In July 2010, Rabbi Yitzhak Shapira was arrested and taken to the police for questioning on suspicion of incitement. At the same time, the police raided his Od Yosef Chai yeshiva in Yitzhar and confiscated copies of the book. Many rabbis, including those considered moderate, condemned Rabbi Shapira's arrest. The Civil Rights Association praised the police for "opening up an investigation into this serious case" but condemned the arrest.

Rabbi Yitzhak Ginzburg was summoned for questioning following his consent to the book, and arrived at the police station accompanied by dozens of his students. Later, Rabbis Dov Lior and Yaakov Yosef were also summoned for questioning, but they announced that the position of the agreeing Rabbis had already been clarified by Rabbi Ginzburg and that they had no intention of attending. In an opinion they published they wrote: "Our holy Torah does not stand up to scrutiny. The attempt to prevent the rabbis of Israel from expressing their opinion, the Torah opinion, by means of intimidation and threats – is a very serious act and it will not succeed". The chief rabbi of Israel, Rabbi Yona Metzger, also criticized the invitation of the rabbis to the investigation.

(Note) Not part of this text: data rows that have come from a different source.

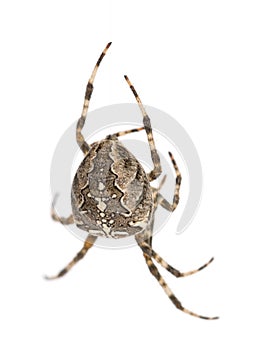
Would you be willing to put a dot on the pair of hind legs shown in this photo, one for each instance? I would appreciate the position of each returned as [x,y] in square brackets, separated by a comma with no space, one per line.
[144,240]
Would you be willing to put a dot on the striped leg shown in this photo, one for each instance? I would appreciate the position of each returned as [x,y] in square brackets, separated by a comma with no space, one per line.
[122,133]
[87,245]
[65,221]
[161,200]
[154,271]
[147,249]
[89,89]
[147,124]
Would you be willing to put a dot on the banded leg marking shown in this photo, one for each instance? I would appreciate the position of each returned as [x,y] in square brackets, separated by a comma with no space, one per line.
[148,128]
[154,271]
[147,249]
[89,90]
[87,245]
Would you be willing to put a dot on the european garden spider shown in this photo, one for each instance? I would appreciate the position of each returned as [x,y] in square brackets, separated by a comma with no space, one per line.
[112,197]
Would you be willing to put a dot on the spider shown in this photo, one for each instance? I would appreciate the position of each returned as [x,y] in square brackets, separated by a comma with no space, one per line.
[112,197]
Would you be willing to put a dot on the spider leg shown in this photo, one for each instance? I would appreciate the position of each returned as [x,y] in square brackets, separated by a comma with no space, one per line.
[147,249]
[87,245]
[65,221]
[89,89]
[154,271]
[122,133]
[147,124]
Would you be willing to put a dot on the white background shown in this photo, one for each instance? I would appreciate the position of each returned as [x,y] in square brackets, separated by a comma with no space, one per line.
[193,59]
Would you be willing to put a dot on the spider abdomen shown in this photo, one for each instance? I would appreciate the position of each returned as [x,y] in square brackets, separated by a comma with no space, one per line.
[111,195]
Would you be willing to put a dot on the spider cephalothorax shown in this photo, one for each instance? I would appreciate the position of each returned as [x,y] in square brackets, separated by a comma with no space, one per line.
[112,197]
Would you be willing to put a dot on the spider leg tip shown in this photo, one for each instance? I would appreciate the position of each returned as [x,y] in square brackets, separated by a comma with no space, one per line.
[47,278]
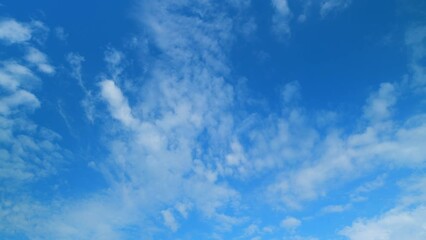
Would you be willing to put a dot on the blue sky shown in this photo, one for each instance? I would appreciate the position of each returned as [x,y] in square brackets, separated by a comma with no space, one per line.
[238,119]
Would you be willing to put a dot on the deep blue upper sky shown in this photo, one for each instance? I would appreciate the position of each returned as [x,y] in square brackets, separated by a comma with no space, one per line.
[240,119]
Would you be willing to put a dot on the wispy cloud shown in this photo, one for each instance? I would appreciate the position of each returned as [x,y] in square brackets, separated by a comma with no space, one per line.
[12,31]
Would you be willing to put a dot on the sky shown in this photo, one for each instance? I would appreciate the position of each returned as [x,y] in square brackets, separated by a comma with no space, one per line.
[213,119]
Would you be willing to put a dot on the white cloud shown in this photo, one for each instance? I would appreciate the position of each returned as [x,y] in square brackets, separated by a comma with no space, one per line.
[328,6]
[88,102]
[281,18]
[169,220]
[393,225]
[118,104]
[12,31]
[335,208]
[290,223]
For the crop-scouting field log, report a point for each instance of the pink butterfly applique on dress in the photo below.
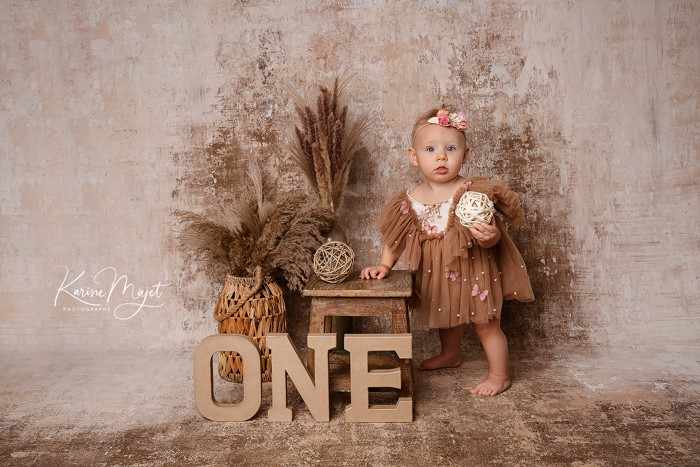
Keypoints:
(476, 290)
(404, 207)
(429, 228)
(450, 274)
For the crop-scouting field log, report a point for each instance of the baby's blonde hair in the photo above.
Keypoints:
(423, 120)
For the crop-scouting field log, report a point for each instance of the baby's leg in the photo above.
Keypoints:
(450, 355)
(496, 348)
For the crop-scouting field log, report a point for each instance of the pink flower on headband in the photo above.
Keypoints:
(455, 120)
(443, 117)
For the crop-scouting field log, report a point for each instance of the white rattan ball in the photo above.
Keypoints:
(474, 208)
(333, 262)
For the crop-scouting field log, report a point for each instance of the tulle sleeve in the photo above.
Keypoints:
(400, 229)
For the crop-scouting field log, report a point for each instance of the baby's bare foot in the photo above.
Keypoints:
(441, 361)
(492, 385)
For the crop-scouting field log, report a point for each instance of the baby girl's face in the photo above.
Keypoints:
(438, 152)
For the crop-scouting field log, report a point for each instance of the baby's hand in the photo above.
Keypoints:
(379, 271)
(486, 234)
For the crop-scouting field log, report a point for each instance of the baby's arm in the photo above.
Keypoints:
(381, 270)
(486, 235)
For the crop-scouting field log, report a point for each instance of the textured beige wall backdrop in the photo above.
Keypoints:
(113, 114)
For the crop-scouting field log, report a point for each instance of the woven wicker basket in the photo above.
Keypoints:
(253, 306)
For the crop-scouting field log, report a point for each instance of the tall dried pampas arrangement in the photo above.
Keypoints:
(326, 142)
(264, 233)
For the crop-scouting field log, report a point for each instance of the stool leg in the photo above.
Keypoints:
(400, 324)
(316, 325)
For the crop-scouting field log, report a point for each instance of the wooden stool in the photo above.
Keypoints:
(359, 297)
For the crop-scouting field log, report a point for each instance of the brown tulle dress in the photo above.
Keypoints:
(457, 281)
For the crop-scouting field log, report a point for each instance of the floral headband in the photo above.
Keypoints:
(456, 120)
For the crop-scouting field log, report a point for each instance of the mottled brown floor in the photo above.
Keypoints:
(566, 407)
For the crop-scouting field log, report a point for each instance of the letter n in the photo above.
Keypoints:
(314, 391)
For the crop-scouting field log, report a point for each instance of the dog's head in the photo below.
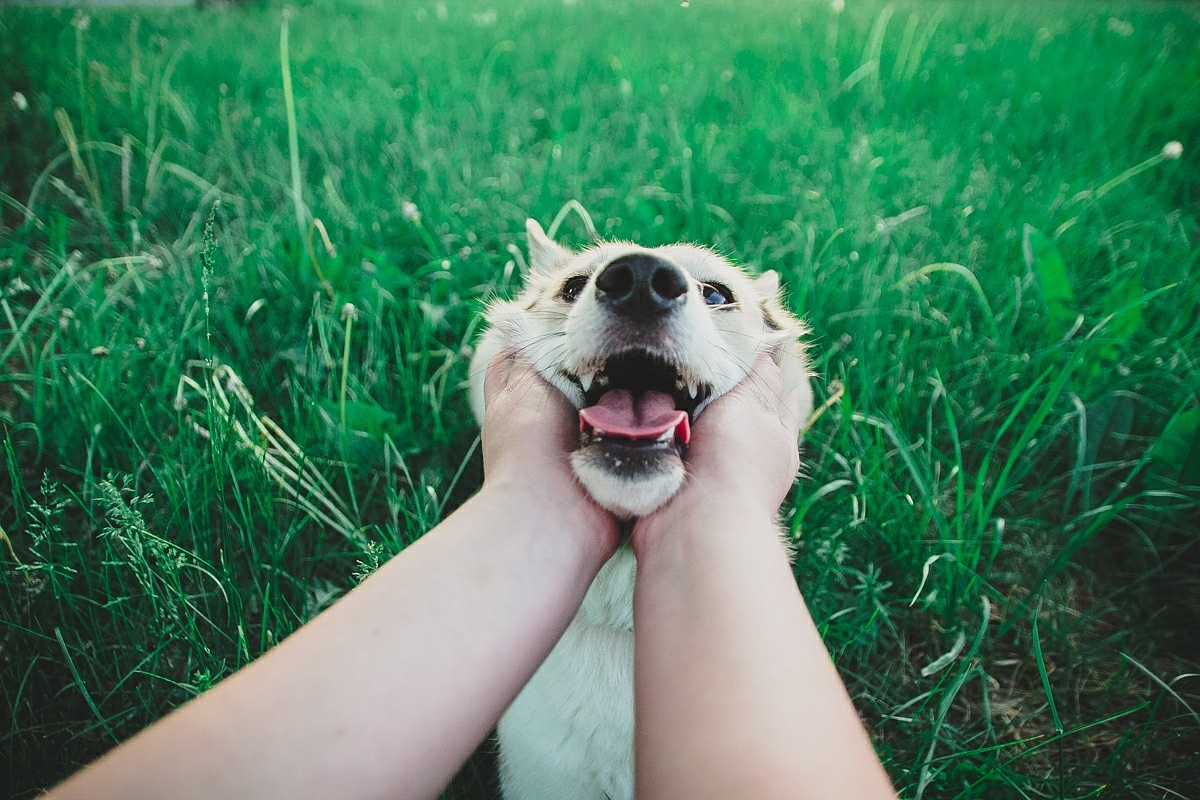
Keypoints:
(641, 341)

In May 2012, the State Attorney's Office announced the closure of the investigation against the authors of the book, Rabbis Yitzhak Shapira and Yosef Elitzur, and against the book's consent givers, Rabbis Dov Lior and Yitzhak Ginzburg, due to lack of evidence. In November 2013, two petitions against the closing of the cases were submitted to the High Court of Justice. The petitions were rejected in December 2015 by a majority opinion of Supreme Court President Miriam Naor and Vice President Elyakim Rubinstein, against a minority opinion by Judge Salim Joubran. Judge Rubinstein disputed the ruling. Dino criticized the book and wrote: "Eskinen in the book wears a Jewish cover and is actually anti-Jewish, because he slanders Judaism badly"... "It is difficult to doubt the racist approach of the authors".

Petah Tikva Magistrate's Court Judge, Eliana Danieli, convicted one of the authors, Yosef Elitzur, of incitement to violence for two other publications he published in May 2013 on the website "The Jewish Voice". She referred to the Supreme Court's disapproval of the book and noted that it is possible to learn from it about the ideology and intentions of Elitzur.